House Republicans began Friday with a closed meeting in the basement of the U.S. Capitol, one day after a failed effort to pass a supplemental funding bill in response to an influx of children from Central America. Even the most conservative members emerged optimistic that the two border bills would now be changed to win the 218 votes needed to pass. Republican lawmaker Michele Bachmann said the bills now do what a core group of conservative Republicans wants:
“Stopping the invasion of illegal foreign nationals into our country,” she said.
No action in Senate
The Democratic-run Senate left town without passing a border bill. Senate Majority Leader Harry Reid blasted House Republicans for adding to the agenda a second border bill that would end an Obama administration policy of allowing hundreds of thousands of young undocumented immigrants who came to the U.S. as children years ago to stay.
“House Republicans will vote to deport children who have been living in the United States their entire lives, all in a pathetic attempt to appease the Tea Party,” he said.
President Obama criticized House members for crafting border legislation they know will never be taken up in the Senate and that he has said he would veto.
“House Republicans, as we speak, are trying to pass the most extreme and unworkable versions of a bill that they already know is going nowhere,” he said.
The president said Congress is leaving him no choice but to act on his own.
“I am going to have to act alone because we don’t have resources. We have already been very clear, we have run out of money,” he said.
Stopping the flow
Republican lawmakers blame the president for contributing to the influx of 57,000 children from El Salvador, Guatemala and Honduras this year, saying his rhetoric about immigration reform has caused confusion, which criminal trafficking gangs have exploited.
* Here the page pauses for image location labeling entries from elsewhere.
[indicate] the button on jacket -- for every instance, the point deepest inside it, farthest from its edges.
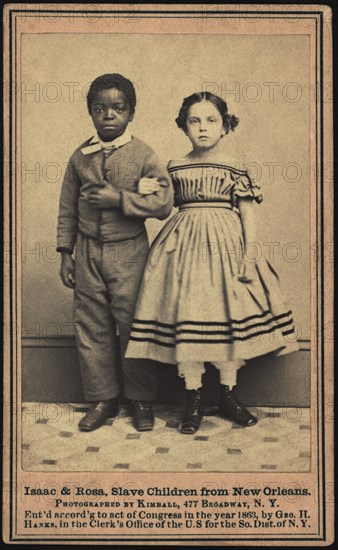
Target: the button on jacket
(92, 167)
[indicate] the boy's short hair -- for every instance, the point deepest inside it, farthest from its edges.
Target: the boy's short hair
(108, 81)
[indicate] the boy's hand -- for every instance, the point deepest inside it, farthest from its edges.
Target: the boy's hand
(67, 270)
(247, 271)
(148, 186)
(107, 197)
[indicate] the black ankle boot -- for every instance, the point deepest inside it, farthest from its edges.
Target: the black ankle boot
(193, 414)
(231, 409)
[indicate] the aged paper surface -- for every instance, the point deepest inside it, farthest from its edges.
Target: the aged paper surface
(273, 66)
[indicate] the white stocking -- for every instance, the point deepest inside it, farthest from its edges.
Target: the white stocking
(192, 372)
(228, 371)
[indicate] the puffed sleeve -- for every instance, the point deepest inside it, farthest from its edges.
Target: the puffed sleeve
(245, 187)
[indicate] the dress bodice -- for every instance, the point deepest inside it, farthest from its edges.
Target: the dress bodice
(211, 182)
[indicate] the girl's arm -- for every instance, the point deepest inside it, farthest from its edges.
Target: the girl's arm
(245, 206)
(247, 265)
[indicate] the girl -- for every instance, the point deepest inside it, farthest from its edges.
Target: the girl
(203, 298)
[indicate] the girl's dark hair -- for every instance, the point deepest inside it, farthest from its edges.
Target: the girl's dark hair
(108, 81)
(229, 121)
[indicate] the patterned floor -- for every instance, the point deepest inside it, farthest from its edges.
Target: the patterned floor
(52, 442)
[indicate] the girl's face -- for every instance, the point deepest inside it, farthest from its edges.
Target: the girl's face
(110, 112)
(204, 125)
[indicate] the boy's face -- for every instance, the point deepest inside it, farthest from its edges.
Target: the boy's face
(110, 112)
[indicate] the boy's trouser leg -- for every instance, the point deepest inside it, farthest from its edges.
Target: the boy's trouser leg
(94, 326)
(123, 266)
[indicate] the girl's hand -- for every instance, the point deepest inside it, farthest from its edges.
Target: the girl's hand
(67, 270)
(148, 186)
(107, 197)
(247, 271)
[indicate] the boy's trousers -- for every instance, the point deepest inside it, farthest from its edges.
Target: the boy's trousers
(107, 281)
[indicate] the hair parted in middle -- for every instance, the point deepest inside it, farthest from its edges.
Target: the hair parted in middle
(229, 121)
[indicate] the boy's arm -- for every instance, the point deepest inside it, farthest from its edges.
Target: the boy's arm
(68, 210)
(157, 205)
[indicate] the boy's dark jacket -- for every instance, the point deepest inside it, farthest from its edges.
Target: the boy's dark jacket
(123, 169)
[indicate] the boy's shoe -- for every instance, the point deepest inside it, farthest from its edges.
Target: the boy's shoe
(98, 413)
(143, 415)
(231, 409)
(193, 414)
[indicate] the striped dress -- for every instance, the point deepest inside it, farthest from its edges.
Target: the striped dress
(192, 306)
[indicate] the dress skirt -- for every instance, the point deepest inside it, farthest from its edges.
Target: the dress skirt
(191, 305)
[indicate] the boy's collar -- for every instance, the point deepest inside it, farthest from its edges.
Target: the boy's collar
(96, 144)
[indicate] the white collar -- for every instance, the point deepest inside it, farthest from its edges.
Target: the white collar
(96, 144)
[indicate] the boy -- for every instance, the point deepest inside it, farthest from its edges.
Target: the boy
(108, 191)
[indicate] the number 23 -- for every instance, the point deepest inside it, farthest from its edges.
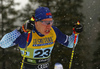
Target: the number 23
(40, 52)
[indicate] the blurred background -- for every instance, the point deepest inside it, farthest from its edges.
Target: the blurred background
(13, 13)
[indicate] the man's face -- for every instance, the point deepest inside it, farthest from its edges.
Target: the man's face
(44, 26)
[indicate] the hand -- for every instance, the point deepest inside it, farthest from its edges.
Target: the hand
(77, 28)
(27, 27)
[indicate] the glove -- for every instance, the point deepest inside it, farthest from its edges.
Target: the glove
(27, 27)
(77, 28)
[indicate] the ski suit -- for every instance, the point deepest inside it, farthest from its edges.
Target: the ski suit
(39, 46)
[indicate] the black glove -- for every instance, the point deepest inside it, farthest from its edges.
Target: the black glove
(28, 26)
(77, 28)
Republican Congressman Tom Cole said the right thing to do is to send a clear signal to deter children from making the dangerous journey to America.
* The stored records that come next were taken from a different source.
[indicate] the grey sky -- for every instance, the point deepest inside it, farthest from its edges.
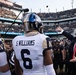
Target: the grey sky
(40, 5)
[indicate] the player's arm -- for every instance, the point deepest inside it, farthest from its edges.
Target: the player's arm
(4, 66)
(47, 57)
(18, 69)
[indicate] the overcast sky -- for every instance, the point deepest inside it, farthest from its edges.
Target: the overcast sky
(46, 5)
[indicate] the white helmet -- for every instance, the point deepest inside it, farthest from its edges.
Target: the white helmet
(32, 22)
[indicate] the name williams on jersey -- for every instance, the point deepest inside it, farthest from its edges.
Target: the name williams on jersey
(25, 42)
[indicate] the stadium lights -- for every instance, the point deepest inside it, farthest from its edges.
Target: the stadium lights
(22, 10)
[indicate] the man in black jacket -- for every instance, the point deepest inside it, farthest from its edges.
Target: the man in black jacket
(72, 65)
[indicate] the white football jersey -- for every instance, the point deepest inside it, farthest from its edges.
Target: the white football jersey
(29, 52)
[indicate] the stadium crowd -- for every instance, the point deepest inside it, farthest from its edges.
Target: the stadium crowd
(60, 47)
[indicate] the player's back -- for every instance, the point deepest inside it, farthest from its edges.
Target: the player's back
(29, 52)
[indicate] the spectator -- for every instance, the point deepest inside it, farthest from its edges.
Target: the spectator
(33, 50)
(72, 55)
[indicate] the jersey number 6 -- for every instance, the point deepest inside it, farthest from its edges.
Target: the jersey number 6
(25, 60)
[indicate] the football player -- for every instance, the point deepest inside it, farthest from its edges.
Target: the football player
(33, 50)
(4, 66)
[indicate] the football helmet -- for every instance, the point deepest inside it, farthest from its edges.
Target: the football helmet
(31, 22)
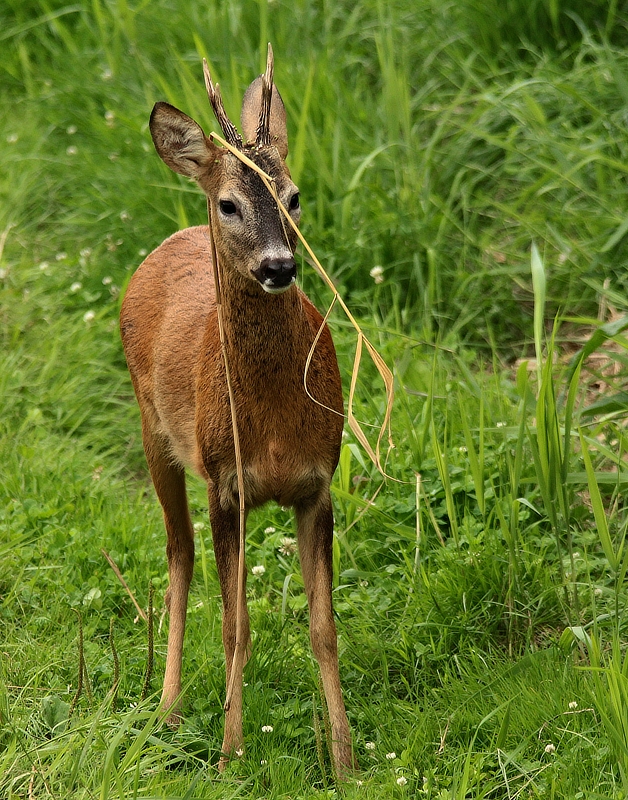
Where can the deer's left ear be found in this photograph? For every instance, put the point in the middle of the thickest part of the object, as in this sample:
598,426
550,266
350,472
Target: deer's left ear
251,107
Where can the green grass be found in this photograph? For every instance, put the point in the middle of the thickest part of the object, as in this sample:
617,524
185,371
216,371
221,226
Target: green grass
481,162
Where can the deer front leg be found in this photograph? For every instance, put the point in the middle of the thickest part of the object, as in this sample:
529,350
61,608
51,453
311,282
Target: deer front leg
169,482
315,524
226,538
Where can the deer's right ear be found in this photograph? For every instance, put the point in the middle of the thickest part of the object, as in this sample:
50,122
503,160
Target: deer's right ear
179,140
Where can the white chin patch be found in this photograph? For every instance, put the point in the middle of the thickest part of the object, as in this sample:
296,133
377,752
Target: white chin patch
267,286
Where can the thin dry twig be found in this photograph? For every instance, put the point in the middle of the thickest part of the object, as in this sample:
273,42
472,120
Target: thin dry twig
125,585
239,650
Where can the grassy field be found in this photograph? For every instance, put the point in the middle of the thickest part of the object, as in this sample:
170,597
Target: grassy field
476,153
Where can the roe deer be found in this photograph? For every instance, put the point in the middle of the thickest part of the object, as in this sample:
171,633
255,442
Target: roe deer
289,444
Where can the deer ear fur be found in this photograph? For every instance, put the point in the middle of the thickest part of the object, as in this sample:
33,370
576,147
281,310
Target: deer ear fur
251,106
179,141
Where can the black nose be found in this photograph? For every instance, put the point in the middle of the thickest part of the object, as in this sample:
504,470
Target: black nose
276,273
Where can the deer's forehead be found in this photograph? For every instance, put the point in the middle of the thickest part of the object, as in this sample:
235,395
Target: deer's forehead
240,177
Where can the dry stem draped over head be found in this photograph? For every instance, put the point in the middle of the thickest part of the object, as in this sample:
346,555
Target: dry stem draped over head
233,141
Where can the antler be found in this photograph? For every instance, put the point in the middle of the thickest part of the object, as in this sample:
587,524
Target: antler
215,98
262,134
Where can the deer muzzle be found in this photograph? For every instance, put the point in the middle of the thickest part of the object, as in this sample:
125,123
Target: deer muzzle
276,274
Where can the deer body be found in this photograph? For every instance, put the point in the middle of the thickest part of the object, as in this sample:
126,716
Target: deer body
289,444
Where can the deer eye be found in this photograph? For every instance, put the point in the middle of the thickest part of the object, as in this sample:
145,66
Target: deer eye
227,207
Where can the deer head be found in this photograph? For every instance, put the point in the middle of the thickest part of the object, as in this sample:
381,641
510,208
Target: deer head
250,233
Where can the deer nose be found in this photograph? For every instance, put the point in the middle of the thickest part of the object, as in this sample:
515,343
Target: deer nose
276,274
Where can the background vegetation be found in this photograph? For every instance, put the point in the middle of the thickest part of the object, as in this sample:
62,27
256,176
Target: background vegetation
480,599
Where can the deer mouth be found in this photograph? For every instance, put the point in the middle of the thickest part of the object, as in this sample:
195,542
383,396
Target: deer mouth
275,275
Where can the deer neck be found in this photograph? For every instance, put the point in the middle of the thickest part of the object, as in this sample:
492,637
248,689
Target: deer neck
262,329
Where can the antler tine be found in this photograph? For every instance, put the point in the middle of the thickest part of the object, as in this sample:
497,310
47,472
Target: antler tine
263,126
215,99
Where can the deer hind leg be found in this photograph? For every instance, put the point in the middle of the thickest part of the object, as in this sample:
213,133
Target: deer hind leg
315,524
226,537
169,481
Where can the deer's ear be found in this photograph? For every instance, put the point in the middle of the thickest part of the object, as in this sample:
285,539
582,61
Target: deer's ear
180,141
251,107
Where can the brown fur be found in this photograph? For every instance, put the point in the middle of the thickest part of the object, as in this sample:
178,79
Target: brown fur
289,444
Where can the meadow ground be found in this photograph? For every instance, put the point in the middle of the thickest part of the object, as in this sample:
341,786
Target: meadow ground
463,171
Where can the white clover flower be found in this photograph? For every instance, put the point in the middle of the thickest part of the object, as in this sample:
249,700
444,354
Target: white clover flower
288,546
377,273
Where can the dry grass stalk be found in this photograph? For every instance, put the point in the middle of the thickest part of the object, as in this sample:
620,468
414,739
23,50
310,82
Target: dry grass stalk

“So we need to stop this flow. We need to do in a humane and appropriate way,” he said.
House Democrats took to the floor in large numbers to oppose the border bills, calling them harsh and mean-spirited towards desperate children. Democratic Congressman Luis Gutierrez said Hispanic voters would remember the way Republicans treated the Central American children for many elections to come:
“Because the way you treat one of us today is the way you have treated all of us, and we will remember that,” he said.
Analysts say the president will likely have to shift funds to provide food and shelter for the children at the border, and that members of Congress will likely face the border issue again when they return in September.